Quick and Efficient – The rigging and positioning of ropes can be installed and dismantled quickly compared to the mobilization of traditional scaffolding - the less equipment required, the fewer personnel needed. In most cases, the thorough inspection of a building by skilled technicians can be completed in one day, allowing them to quickly identify problematic conditions and make timely repair recommendations.
Cost Effective – Fewer personnel required means minimal downtime, faster completion and fewer man-hours. This all translates to increased production and subsequently, increased profit for clients.
The use of rope access in the building maintenance industry has increased significantly as an alternative means of access to the traditional swing stage or pipe scaffolding commonly used in construction
Unobtrusive and Environmentally Friendly – Ropes eliminate the need for heavy equipment, which in turn limits disruption to the building’s staff and tenants. The rigging and use of rope equipment does not require gas or electricity to access difficult spaces, and leaves a minimal effect on the building and the surrounding environment.

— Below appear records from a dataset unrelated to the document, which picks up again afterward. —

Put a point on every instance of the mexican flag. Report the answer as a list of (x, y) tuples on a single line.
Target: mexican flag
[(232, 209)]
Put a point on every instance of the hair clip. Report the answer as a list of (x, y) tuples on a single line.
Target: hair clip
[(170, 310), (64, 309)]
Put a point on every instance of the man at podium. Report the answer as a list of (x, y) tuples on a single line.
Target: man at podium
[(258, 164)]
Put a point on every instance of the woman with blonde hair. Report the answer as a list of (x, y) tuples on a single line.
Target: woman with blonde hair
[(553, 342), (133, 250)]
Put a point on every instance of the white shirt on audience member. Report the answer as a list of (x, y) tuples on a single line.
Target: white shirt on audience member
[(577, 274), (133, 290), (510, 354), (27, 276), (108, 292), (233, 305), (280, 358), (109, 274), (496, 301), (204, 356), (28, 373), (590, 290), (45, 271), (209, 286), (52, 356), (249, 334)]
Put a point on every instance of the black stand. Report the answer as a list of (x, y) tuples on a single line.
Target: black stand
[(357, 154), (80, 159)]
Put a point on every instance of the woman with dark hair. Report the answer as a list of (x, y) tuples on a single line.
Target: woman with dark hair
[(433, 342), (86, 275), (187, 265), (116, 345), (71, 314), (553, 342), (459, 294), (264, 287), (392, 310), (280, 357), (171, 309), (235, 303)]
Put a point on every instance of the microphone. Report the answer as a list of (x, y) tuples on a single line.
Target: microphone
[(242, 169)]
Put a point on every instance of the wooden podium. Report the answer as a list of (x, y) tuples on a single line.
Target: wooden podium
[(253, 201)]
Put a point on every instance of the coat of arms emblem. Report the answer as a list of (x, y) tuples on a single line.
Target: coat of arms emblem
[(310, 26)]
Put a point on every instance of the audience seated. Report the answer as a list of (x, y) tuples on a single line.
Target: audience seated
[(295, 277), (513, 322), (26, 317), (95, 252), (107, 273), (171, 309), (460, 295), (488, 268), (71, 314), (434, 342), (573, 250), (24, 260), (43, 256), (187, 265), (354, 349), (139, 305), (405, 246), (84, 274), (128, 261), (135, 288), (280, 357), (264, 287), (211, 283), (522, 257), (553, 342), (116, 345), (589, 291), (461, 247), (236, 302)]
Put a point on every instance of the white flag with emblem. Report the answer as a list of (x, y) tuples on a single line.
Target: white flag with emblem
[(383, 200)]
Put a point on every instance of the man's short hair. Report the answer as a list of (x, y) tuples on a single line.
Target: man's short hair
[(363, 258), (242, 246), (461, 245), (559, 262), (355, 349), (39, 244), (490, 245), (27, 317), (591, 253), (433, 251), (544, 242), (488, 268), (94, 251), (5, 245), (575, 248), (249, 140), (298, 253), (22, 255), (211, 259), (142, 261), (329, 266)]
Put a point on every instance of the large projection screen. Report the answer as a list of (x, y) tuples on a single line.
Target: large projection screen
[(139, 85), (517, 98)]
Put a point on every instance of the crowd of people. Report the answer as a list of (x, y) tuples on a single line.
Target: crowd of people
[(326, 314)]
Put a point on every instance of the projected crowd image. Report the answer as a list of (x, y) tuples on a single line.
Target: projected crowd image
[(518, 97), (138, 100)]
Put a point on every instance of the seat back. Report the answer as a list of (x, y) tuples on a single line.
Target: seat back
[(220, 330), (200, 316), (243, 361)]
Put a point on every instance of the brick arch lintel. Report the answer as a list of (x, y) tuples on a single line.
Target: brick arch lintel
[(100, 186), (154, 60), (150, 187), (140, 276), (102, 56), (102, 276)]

Safe – The Society of Professional Rope Access Technicians (SPRAT), the governing body for rope access in the United States, has three levels of certification for technicians. At a minimum, Level 1 technicians are required to complete 40-hours of hands-on training and pass a written exam and field evaluation to become certified in order to perform work. Even then, they can only do so under the supervision of more advanced Level 2 and Level 3 technicians. These stringent training and certification requirements help to significantly reduce safety incidents. In fact, rope access has the lowest incident and injury rate across the entire construction industry.
When it comes to working at heights or in difficult-to-access areas, IRA has provided an effective solution to the limitations of traditional access, and remains the safest and most efficient method in use today.